Weird Intermitted Connection Refused: webMethods Integration Server


We are facing Intermittent Connection Refused Error occurring 3-4 times in a day. Customer makes web service calls to an API Gateway (Policy Enforcement Point) Server which forwards call to a webMethods Integration Server via a Load Balancer. Client sends a scheduled SOAP over HTTPS web service call every 5 minutes to keep systems monitored. This is in parallel to actual transactions which takes place by actual consumers of Customer.

API Gateway is running on Linux and webMethods Integration Server is running on Windows Server 2012 R2.
Rarely we see API Gateway gets Connection Refused error when request comes to API Gateway which tries to invoke a web service at Integration Server (webMethods IS 9.9). We don’t know why this is happening as Integration Servers are up with no performance/resource issue. We cannot see anything in Integration Server logs either.

Firewall person says, it can’t be firewall issue as all traffic is either blocked or allowed from one source and one target IP.

Network person says, it must be application server who is sending RESET to these requests.

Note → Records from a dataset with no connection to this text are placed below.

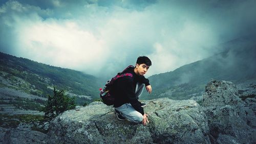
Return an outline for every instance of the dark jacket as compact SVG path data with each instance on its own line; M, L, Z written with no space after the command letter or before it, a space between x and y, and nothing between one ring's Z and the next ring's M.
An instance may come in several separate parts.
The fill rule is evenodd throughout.
M136 83L140 82L150 85L149 81L143 76L138 76L134 71L134 68L130 67L124 73L131 73L133 77L125 76L117 79L111 88L111 95L115 98L114 107L119 107L125 103L130 103L134 109L144 115L144 110L141 106L141 103L135 97Z

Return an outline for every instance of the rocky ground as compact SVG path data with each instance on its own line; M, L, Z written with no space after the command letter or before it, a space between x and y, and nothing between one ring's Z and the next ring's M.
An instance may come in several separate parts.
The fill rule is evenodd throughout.
M229 82L212 81L203 95L189 100L145 101L144 110L150 121L146 126L118 121L112 107L94 102L56 117L48 135L35 129L35 123L37 127L41 126L33 121L19 122L11 128L0 127L0 143L255 143L255 84L247 82L236 86ZM2 100L6 98L3 93L8 93L4 92L7 90L11 92L8 93L20 93L0 88ZM8 94L15 99L19 94ZM43 113L2 104L0 114L6 116L0 121L4 126L8 121L16 122L12 116L25 115L33 119L33 114Z
M94 102L55 118L48 142L255 143L256 129L250 122L256 120L251 94L255 93L250 91L242 96L245 93L240 94L232 83L213 80L206 86L201 105L194 100L145 101L150 122L146 126L118 121L112 107Z

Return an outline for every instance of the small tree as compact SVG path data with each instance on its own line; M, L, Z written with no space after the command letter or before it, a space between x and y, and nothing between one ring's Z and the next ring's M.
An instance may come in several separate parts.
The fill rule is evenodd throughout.
M47 95L48 101L46 106L44 109L45 119L51 121L58 116L60 113L69 110L74 109L75 98L70 98L65 94L63 90L57 91L55 87L53 89L53 95Z

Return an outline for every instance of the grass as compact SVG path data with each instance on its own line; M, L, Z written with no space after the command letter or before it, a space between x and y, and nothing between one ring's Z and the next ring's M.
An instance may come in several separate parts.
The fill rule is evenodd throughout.
M10 115L0 114L0 127L15 128L19 124L40 123L44 121L44 115L32 114L17 114Z

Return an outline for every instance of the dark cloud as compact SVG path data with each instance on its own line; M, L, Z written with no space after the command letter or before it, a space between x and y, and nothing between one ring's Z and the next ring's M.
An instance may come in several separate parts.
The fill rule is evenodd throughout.
M110 77L146 55L150 76L256 33L255 1L74 2L1 1L1 51Z

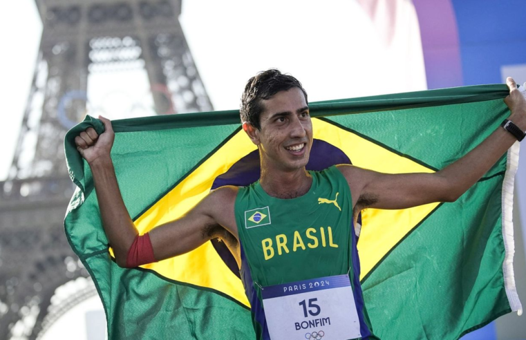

Load Balancer can’t send any RESET on its own but Application Server only.

We have 2 Integration Servers (not clustered) running behind Load Balancer VIP which is invoke by an API Gateway having multiple hosts in cluster. We’ve seen each of API Gateway hosts has Connection Refused failures and each of hosts are getting successful transactions as well.

At Integration Server, we have 1000 threads allocated to each of 2 servers and server health has no issue at all. This issue is happening in each environment (QA/Staging/Production). Another noticeable behavior is that customer has performed several days of load testing and there is not a single Connection Refused failure during load testing.

We did setup Wireshark captures at Integration Server and we can see heart beats from Load Balancer continuously coming to each of 2 hosts. Transaction may failed at any point but another transaction coming within seconds may get successful response. At Wireshark capture sometime we see:

  1. Just 1 packet with RESET entry from source (API Gateway) server but we can’t correlate if that is the same transaction for Connection Refused.

  2. Once we saw that Integration Server received SYN packet and returned RESET instead of SYN-ACK. We are not sure why this happened but except 1-2 instances where we saw some activity in Wireshark, we don’t see anything in Wiresahark for the timestamp when API Gateway got Connection Refused Error.

Is there a setting at Integration Server which can help us to log all hits to the port, specially any connection refused event? We even tried to look at Windows Event Viewer but do not see any exception there.